Almost a year after violent protests against Danish cartoons of the Prophet Mohammad, the editor who commissioned the drawings said they had prompted a vital debate on the integration of Islam in the West.
Flemming Rose, culture editor of daily Jyllands-Posten, said on Wednesday he had published the 12 cartoons depicting Mohammad to defend free expression against what he saw as self-censorship over Islam in Denmark and Europe.
The cartoons sparked protests
by Muslims around the world in which at least 50 people died. Many Muslims regard any image of the Prophet as blasphemous.
"The cartoons didn't create a new reality, they just made an existing reality visible.
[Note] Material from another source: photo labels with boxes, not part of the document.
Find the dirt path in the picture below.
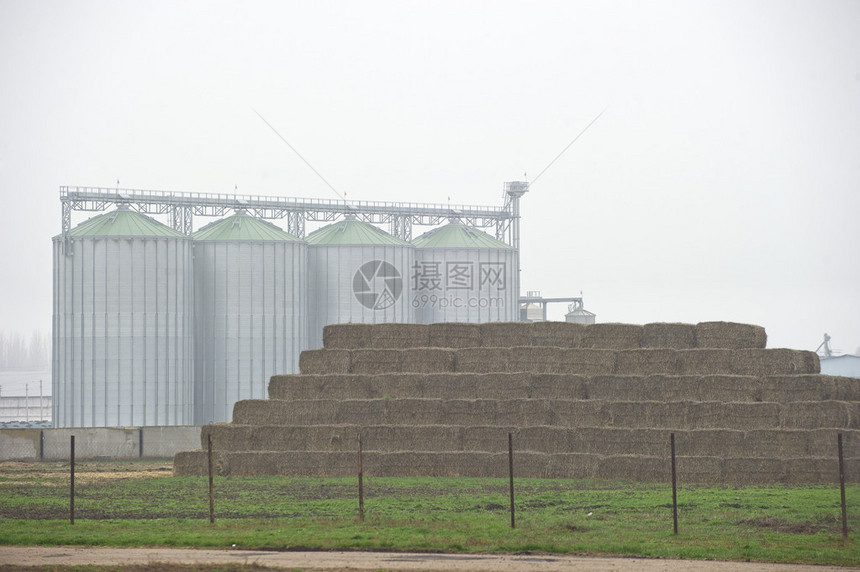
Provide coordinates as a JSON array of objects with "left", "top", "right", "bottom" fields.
[{"left": 0, "top": 546, "right": 860, "bottom": 572}]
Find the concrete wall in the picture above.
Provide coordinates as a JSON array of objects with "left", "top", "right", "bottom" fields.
[{"left": 0, "top": 426, "right": 200, "bottom": 461}]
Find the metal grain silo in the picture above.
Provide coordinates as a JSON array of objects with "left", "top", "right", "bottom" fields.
[
  {"left": 53, "top": 208, "right": 193, "bottom": 427},
  {"left": 193, "top": 211, "right": 307, "bottom": 425},
  {"left": 307, "top": 218, "right": 413, "bottom": 348},
  {"left": 410, "top": 222, "right": 519, "bottom": 324}
]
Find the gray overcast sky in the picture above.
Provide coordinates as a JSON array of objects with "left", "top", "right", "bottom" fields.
[{"left": 0, "top": 0, "right": 860, "bottom": 352}]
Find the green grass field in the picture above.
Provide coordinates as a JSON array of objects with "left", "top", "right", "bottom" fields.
[{"left": 0, "top": 462, "right": 860, "bottom": 565}]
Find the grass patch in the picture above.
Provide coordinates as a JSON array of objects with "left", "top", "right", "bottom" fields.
[{"left": 0, "top": 462, "right": 860, "bottom": 565}]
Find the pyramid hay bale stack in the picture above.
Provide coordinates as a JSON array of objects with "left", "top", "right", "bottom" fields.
[{"left": 174, "top": 322, "right": 860, "bottom": 484}]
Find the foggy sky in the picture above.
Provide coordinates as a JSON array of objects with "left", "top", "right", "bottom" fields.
[{"left": 0, "top": 0, "right": 860, "bottom": 353}]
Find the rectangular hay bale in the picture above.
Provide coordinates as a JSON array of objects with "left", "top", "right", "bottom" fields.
[
  {"left": 696, "top": 322, "right": 767, "bottom": 350},
  {"left": 640, "top": 322, "right": 696, "bottom": 350},
  {"left": 323, "top": 324, "right": 370, "bottom": 350},
  {"left": 370, "top": 324, "right": 430, "bottom": 349},
  {"left": 400, "top": 347, "right": 456, "bottom": 373},
  {"left": 351, "top": 348, "right": 403, "bottom": 374},
  {"left": 481, "top": 322, "right": 531, "bottom": 348},
  {"left": 732, "top": 349, "right": 821, "bottom": 376},
  {"left": 615, "top": 349, "right": 679, "bottom": 375},
  {"left": 530, "top": 322, "right": 586, "bottom": 348},
  {"left": 678, "top": 349, "right": 734, "bottom": 375},
  {"left": 580, "top": 323, "right": 642, "bottom": 350},
  {"left": 428, "top": 322, "right": 481, "bottom": 348}
]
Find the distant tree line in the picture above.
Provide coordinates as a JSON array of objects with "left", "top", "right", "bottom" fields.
[{"left": 0, "top": 332, "right": 51, "bottom": 370}]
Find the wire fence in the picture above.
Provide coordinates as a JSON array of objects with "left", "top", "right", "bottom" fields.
[{"left": 0, "top": 433, "right": 860, "bottom": 536}]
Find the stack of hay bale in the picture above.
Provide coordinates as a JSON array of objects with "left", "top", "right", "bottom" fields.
[{"left": 174, "top": 322, "right": 860, "bottom": 484}]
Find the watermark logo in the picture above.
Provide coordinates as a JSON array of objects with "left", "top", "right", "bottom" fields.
[{"left": 352, "top": 260, "right": 403, "bottom": 310}]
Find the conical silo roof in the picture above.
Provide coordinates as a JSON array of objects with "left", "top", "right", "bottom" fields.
[
  {"left": 70, "top": 208, "right": 185, "bottom": 238},
  {"left": 306, "top": 219, "right": 409, "bottom": 246},
  {"left": 192, "top": 213, "right": 300, "bottom": 242},
  {"left": 412, "top": 222, "right": 513, "bottom": 248}
]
This reality is about differences in culture that have been taboo to discuss in Europe," Rose told a news conference.
Rose declined to say if he would publish the cartoons again but added he did not accept the premise that the protests and deaths were a direct result of the drawings.
Jyllands-Posten published the 12 cartoons in September 2005 about Mohammad, including one depicting the founder of Islam with a bomb in his turban.
Protests in the Middle East and elsewhere erupted in earnest in late January last year, culminating in early February.
Jyllands-Posten apologized for the offence the cartoons caused but said it had the right to publish material even if it was deemed offensive by some people.
"Of course a drawing in a newspaper is never worth even a single life, but I just don't accept the direct connection between our drawings and that people were killed," he said.
Rose added that if he said he would not publish the cartoons again, it would send a signal that intimidation, threats and violence could be used to silence critics.